Abstract. Continental- to global-scale hydrologic and land surface models increasingly include representations of the groundwater system. Such large-scale models are essential for examining, communicating, and understanding the dynamic interactions between the Earth system above and below the land surface as well as the opportunities and limits of groundwater resources. We argue that both large-scale and regional-scale groundwater models have utility, strengths, and limitations, so continued modeling at both scales is essential and mutually beneficial. A crucial quest is how to evaluate the realism, capabilities, and performance of large-scale groundwater models given their modeling purpose of addressing large-scale science or sustainability questions as well as limitations in data availability and commensurability. Evaluation should identify if, when, or where large-scale models achieve their purpose or where opportunities for improvements exist so that such models better achieve their purpose. We suggest that reproducing the spatiotemporal details of regional-scale models and matching local data are not relevant goals. Instead, it is important to decide on reasonable model expectations regarding when a large-scale model is performing “well enough”

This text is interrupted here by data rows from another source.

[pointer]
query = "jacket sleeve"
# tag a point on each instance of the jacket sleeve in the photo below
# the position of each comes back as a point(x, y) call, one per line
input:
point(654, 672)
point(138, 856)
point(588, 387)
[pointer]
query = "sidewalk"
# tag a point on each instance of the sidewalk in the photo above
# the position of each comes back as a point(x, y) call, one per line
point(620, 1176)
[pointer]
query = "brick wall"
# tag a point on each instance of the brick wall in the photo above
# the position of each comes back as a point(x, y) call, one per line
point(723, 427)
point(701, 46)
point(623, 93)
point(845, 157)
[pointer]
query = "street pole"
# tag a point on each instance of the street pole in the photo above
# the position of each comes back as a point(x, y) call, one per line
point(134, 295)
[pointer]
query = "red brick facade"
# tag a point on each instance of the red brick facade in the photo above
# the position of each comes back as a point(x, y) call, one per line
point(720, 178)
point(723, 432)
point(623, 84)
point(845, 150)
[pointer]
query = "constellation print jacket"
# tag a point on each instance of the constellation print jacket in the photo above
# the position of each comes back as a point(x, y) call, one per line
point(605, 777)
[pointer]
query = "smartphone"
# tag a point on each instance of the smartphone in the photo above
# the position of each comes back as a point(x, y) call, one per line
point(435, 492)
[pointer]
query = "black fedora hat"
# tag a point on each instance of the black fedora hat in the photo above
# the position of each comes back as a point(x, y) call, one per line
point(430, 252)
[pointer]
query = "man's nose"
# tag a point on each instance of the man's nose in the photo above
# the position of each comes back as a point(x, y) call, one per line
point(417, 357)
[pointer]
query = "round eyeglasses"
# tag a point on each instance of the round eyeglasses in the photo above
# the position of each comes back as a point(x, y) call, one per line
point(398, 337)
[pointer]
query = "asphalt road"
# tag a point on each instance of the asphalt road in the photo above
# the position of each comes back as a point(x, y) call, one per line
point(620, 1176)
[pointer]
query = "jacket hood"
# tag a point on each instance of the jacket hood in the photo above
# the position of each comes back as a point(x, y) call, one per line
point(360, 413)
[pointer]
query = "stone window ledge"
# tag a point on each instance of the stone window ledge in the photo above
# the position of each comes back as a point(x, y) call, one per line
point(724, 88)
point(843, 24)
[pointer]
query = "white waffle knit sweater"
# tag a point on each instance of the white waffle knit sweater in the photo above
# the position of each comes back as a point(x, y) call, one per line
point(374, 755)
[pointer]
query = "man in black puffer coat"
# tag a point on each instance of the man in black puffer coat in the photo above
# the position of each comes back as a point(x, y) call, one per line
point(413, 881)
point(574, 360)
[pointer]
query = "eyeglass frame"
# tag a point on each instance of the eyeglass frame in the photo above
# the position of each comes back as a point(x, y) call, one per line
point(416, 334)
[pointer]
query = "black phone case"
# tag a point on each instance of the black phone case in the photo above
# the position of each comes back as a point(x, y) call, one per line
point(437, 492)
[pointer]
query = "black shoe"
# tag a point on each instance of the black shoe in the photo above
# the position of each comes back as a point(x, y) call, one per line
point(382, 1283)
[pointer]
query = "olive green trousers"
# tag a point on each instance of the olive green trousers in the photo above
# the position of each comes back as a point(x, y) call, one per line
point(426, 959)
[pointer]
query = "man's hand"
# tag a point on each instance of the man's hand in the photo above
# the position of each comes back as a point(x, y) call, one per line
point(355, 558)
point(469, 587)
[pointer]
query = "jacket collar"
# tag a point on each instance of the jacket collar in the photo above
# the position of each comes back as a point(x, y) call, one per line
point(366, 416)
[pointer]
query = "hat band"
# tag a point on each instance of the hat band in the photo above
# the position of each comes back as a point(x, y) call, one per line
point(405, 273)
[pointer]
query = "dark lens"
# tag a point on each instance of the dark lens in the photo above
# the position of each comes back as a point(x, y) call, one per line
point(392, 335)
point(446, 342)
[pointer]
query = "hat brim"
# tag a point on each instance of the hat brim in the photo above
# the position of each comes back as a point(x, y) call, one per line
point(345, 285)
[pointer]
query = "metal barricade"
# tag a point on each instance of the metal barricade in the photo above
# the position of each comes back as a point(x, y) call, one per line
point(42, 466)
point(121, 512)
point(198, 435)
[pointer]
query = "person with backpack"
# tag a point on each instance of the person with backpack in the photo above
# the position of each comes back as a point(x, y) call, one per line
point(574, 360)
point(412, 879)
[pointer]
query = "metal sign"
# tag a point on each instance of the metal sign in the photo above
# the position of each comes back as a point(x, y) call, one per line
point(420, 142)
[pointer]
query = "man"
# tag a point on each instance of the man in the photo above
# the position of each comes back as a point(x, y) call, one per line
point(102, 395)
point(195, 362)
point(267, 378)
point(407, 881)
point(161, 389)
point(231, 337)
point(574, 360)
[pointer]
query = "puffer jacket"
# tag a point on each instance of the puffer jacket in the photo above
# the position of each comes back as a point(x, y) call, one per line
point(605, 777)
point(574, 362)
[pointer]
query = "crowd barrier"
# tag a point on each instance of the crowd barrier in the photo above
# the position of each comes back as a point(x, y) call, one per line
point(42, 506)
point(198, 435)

in the context of its specific purpose. The decision of reasonable
expectations is necessarily subjective even if the evaluation criteria are
quantitative. Our objective is to provide recommendations for improving the
evaluation of groundwater representation in continental- to global-scale
models. We describe current modeling strategies and evaluation practices,
and we subsequently discuss the value of three evaluation strategies: (1) comparing model outputs with available observations of groundwater levels or
other state or flux variables (observation-based evaluation), (2) comparing
several models with each other with or without reference to actual
observations (model-based evaluation), and (3) comparing model behavior with
expert expectations of hydrologic behaviors in particular regions or at
particular times (expert-based evaluation). Based on evolving practices in
model evaluation as well as innovations in observations, machine learning,
and expert elicitation, we argue that combining observation-, model-, and
expert-based model evaluation approaches, while accounting for
commensurability issues, may significantly improve the realism of
groundwater representation in large-scale models, thus advancing our ability
for quantification, understanding, and prediction of crucial Earth science
and sustainability problems. We encourage greater community-level
communication and cooperation on this quest, including among global
hydrology and land surface modelers, local to regional hydrogeologists, and
hydrologists focused on model development and evaluation.